You will either read this element of the novel – the sex comedy – as either a Swiftian romp (as one extremely generous reviewer described it) or find it pretty unbearable. Whatever your thoughts on these chaotic chapters, the clash in tone with the realism of the first half of the novel is jarring. There are lots of other problems with this novel. The subject of paedophilia sex-bots is raised and quickly dropped. At one point it is hinted that Positron is planning to sell the blood of babies. Again, mentioned then quickly dropped.

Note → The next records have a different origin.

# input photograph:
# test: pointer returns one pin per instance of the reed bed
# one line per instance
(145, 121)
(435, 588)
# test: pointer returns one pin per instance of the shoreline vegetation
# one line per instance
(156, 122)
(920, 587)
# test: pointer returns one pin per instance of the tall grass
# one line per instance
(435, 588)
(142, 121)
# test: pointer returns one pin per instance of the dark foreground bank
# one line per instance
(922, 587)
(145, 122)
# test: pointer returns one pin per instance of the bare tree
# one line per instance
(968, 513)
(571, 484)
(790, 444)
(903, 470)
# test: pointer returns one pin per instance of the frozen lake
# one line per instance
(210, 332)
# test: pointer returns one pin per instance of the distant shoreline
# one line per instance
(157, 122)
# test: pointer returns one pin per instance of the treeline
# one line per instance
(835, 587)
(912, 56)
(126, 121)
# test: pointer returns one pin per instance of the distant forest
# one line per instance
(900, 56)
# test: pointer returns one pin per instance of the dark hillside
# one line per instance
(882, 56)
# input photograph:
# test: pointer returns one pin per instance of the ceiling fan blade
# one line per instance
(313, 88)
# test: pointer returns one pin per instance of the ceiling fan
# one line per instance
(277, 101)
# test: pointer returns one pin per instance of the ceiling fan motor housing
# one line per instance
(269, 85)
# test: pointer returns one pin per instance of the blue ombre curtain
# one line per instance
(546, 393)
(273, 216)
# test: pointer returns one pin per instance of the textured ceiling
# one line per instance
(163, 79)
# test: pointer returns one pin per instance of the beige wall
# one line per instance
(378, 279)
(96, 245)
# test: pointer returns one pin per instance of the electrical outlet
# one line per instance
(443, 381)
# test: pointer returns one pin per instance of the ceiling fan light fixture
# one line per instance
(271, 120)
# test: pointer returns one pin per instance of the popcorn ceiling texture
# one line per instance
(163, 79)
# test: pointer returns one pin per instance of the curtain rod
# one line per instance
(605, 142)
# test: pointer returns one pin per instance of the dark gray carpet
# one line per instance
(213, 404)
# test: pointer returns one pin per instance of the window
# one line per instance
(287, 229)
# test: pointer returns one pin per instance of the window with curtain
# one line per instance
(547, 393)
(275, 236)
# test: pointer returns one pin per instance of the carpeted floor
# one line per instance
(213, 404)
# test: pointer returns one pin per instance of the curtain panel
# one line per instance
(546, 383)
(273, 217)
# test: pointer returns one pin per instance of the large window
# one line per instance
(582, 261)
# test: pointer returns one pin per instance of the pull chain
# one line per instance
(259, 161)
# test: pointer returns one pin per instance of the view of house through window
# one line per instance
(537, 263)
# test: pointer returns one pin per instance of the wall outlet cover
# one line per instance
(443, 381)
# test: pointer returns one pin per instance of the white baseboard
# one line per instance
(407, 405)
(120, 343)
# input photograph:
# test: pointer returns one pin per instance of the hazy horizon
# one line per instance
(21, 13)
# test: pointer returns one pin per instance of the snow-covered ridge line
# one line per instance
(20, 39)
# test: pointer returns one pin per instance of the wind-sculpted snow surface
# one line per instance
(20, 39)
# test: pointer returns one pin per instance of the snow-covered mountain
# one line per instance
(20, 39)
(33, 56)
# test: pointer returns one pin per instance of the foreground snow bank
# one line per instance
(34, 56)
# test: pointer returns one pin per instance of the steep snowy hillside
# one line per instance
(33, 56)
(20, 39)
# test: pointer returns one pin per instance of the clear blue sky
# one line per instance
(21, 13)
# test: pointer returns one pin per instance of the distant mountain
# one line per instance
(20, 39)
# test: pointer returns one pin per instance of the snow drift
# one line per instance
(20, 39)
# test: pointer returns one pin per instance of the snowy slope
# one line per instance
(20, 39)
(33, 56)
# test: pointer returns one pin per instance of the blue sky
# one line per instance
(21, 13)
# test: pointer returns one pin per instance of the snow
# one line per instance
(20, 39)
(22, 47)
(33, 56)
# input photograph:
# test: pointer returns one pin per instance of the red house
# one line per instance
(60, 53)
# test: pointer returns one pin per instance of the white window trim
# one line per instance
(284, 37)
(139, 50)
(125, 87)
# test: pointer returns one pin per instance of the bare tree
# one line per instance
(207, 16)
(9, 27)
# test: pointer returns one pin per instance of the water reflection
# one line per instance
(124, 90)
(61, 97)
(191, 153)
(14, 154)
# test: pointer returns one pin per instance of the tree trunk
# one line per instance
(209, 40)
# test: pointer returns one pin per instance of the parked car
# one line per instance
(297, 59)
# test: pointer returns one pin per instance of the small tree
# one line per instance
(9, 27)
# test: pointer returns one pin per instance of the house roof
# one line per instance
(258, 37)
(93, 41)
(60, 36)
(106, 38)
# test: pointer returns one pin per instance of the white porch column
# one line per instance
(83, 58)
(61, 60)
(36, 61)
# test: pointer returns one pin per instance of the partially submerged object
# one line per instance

The casual homophobia – the Elvis impersonators all pretend to be gay to avoid having to sleep with their escorts when working in this area – was ugly. All of these elements shouldn’t have survived a careful editing of the novel, but I am not sure what would have been left.
Goodreads is normally relentlessly positive about the novels reviewed on the site – I think this is because the people who take the trouble to write reviews are usually ones who have enjoyed the books. But the Goodreads scores for The Heart Goes Last are awful – 23k three star reviews compared to a generous 8k five star.
All authors have misfires, but this one should have stayed in the draft folder.